Make love, not reality television.
In every state I have lived in, internet-only service is either not available or costs $5 less than a TV-internet bundle.
COE
This. I have a relative slow connection and a friend of mine tells me his is much faster.
I have up 10Mbps and down 50Mps and he has something that is 5 times as fast.The difference is that I have all ports open, his are closed below 1024. I have true limitless data, so I download as much as I like and am able to download faster than I can watch. He had to upgrade because he was reaching his data limit a few times.
His is cable, mine is VDSL. I should get 30 up and 100 down from my provider, but I can't even be bothered to call them and solve it.
I rather have no data limit than speed that I can't use. Luckily in Belgium there are options to go to several different providers.
Don't fight for your country, if your country does not fight for you.
Chromecast, You Tube, and a tablet or a phone, the number of full length high quality programs on You Tube is astounding. Want sports, get an antenna. Clearly the author is shilling for cable.
Murphy was an optimist
The only channel I need is the channel I'm presently watching.
That's why I generally buy just one or two flavours of potato chips at a time. If I had ten flavours in the house, I'd be hard pressed to eat anything else.
I cut the cord years ago and pay for Netflix and Amazon Prime because there are no ads. I really, really hate ads.
Amazon Prime has been showing ads before some shows on the iPad, usually ads for more of their content. If I didn't use Amazon Prime for other benefits (e.g., reduced shipping costs), I would have dropped Amazon Prime already. I rarely view Amazon content on the iPad anymore because of this annoyance.
If/when Netflix starts showing ads, I will drop them, too.
Ads in the middle of a program or movie break the flow. If I am watching television and ads are present (in a hotel room recently), I end up muting the television and ignoring the ads. That's when I brush my teeth or check my email.

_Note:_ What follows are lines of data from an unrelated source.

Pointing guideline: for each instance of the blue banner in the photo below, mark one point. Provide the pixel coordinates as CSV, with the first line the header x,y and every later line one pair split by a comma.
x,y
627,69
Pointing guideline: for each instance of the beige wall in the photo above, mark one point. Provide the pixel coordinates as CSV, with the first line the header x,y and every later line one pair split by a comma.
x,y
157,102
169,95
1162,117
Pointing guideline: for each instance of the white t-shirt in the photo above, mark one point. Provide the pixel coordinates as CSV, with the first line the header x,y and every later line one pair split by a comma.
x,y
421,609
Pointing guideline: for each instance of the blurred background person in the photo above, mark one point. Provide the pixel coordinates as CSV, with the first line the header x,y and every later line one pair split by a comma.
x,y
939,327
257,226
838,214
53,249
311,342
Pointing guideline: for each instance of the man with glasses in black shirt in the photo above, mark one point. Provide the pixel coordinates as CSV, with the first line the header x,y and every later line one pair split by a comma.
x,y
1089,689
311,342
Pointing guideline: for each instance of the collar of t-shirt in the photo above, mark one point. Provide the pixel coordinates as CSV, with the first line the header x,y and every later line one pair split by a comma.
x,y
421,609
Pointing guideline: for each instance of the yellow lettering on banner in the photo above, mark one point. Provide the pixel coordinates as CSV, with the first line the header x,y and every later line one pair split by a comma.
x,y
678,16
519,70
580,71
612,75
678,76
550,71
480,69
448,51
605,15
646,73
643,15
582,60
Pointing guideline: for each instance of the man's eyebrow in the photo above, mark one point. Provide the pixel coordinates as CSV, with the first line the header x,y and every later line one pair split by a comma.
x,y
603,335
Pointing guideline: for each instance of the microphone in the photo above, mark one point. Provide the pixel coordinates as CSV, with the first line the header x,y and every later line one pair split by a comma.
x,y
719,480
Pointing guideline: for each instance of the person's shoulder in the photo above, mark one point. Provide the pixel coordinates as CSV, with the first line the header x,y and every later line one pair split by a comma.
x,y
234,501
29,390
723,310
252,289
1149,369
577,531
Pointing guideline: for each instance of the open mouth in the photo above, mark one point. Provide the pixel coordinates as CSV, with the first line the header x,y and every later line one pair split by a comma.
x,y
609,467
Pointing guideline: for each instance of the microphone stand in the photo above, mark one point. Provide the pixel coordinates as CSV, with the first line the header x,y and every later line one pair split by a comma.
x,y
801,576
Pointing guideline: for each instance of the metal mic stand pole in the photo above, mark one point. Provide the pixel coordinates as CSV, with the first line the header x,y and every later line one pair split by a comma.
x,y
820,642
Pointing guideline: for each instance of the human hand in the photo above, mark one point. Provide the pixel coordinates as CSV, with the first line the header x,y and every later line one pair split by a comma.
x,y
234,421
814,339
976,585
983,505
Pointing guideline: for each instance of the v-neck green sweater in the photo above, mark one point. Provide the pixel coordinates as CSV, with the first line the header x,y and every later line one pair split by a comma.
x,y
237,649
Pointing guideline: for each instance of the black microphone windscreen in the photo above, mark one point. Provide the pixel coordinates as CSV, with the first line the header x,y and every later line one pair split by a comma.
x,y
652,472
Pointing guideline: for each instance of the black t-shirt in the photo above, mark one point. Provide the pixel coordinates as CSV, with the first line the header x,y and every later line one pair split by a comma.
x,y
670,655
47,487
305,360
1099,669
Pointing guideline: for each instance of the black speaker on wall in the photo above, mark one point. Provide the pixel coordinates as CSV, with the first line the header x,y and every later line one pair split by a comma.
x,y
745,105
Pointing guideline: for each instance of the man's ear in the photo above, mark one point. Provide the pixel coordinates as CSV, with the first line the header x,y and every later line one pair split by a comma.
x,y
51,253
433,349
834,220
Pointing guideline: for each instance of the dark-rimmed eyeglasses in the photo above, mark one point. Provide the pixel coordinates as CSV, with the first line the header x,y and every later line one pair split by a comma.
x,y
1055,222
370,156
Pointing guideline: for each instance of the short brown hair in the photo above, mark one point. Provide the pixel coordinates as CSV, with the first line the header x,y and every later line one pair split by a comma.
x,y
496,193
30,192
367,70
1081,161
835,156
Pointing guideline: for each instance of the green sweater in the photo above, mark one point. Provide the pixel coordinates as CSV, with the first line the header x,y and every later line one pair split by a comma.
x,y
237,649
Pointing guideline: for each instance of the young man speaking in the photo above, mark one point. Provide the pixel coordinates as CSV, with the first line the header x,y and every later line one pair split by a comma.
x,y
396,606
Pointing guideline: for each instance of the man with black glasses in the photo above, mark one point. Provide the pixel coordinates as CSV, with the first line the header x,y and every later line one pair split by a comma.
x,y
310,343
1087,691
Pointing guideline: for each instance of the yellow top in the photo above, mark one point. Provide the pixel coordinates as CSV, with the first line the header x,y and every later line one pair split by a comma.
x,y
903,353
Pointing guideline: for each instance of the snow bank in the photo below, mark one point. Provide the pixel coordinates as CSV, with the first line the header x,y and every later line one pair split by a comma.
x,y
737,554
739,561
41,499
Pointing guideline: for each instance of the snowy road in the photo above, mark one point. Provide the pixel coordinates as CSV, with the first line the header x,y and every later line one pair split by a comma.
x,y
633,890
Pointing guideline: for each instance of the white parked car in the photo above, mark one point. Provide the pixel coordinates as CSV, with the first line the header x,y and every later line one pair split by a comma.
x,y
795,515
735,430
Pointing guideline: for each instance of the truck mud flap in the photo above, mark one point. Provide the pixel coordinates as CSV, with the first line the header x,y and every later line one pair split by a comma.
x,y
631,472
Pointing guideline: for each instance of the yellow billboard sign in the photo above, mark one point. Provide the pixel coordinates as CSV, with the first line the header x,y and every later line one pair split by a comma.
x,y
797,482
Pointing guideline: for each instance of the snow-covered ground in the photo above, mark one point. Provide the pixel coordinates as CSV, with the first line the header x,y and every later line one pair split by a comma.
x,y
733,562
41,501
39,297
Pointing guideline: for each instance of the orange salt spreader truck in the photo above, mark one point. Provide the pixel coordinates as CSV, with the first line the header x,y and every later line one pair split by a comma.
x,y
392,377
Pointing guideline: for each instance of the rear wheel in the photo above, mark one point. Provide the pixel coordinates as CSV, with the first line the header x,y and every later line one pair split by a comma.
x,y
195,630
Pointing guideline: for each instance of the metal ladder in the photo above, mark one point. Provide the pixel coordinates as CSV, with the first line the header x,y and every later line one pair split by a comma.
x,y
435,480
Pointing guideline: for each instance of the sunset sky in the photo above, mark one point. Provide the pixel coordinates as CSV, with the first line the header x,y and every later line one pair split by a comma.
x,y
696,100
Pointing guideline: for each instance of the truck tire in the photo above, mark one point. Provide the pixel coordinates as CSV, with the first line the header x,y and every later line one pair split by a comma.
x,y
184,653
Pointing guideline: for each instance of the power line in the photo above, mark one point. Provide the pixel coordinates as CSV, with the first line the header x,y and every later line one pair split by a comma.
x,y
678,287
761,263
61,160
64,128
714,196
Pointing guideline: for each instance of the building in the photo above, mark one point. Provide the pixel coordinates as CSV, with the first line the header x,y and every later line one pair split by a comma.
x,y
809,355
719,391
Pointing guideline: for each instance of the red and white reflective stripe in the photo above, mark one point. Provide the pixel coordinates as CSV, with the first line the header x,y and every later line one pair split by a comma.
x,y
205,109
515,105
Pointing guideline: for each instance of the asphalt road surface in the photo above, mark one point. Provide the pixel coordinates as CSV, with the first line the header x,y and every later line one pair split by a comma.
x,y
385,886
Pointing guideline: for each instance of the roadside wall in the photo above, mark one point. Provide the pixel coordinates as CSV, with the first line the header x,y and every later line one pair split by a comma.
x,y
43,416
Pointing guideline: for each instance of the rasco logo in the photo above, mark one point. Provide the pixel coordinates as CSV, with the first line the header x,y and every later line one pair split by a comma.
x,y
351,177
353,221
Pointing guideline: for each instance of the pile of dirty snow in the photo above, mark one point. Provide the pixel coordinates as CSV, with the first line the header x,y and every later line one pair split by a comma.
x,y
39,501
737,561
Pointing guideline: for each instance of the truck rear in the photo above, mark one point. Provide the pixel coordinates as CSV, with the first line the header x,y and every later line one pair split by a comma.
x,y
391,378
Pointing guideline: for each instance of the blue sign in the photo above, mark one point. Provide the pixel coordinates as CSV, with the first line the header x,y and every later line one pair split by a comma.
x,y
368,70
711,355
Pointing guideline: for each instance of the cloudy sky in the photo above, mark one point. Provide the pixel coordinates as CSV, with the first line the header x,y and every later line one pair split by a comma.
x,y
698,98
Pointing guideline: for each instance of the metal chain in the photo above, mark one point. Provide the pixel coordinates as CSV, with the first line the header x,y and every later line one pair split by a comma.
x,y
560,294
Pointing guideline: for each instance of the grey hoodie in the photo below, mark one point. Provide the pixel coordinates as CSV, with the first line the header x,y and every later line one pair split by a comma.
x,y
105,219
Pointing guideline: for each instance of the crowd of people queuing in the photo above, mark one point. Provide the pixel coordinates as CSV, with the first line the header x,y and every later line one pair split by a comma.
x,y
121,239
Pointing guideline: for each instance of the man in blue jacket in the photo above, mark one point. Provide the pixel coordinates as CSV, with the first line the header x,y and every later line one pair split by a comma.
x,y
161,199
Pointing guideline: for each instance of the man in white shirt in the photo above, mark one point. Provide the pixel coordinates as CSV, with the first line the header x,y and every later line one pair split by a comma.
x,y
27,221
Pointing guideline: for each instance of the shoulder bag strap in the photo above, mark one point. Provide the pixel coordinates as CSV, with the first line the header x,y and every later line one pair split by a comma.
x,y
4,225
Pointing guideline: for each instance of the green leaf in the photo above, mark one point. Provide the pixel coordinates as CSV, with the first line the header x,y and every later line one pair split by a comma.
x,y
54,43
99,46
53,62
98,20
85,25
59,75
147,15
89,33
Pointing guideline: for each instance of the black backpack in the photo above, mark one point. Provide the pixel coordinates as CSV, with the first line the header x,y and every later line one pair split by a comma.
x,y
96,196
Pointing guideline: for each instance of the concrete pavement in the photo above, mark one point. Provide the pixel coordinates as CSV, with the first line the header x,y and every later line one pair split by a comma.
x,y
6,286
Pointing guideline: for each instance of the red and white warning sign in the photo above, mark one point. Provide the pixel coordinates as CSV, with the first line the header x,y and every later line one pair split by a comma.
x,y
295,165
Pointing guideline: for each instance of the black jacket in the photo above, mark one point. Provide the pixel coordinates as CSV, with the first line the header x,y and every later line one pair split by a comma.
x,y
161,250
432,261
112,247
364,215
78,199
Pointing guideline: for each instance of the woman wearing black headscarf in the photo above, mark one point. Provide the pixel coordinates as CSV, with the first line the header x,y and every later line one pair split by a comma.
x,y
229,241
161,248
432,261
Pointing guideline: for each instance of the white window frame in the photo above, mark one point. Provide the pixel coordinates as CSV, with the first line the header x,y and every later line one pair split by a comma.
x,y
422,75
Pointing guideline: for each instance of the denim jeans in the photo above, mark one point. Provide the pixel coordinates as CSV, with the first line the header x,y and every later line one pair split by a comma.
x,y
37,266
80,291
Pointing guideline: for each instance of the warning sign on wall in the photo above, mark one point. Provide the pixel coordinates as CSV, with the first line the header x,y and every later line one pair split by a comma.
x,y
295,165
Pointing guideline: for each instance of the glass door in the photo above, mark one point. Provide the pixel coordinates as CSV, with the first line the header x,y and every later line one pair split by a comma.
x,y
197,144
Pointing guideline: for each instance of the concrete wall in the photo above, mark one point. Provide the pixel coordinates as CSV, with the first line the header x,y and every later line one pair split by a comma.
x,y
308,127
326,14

Did I mention that I really, really hate ads? Why would I pay to view ads?
What a terrible article. Cutting the cord is about changing your viewing habits, not replacing cable with internet alternatives that give you exactly what you had before. Of course it's stupid to do the latter. If you're primary way of consuming media is live TV, then just subscribe to cable. That's what cable companies are for. The real question is, why do you need to watch so much live TV? Most cord cutters don't watch live TV very much, if at all. If they do watch live TV, they have an antenna just for the basic channels. My wife and I cut the cord about 8 years ago and almost everyone we know around our age or younger has as well. Out of all those cord cutters we know, we're the only ones who still watch live TV on the main prime-time channels and that's only because we're sometimes too impatient to wait for it to come out on Hulu. In fact, we'll quite often get teased from our friends over the fact that we still watch live TV. All you need is one or two streaming services (e.g. Netflix, Hulu, Amazon Prime) and maybe an OTA antenna. If you need more than that, you watch too much TV and need to find a hobby.
Agreed. Our internet provider (Shaw Canada) has been shamelessly begging for us to bundle cable with our internet for years now.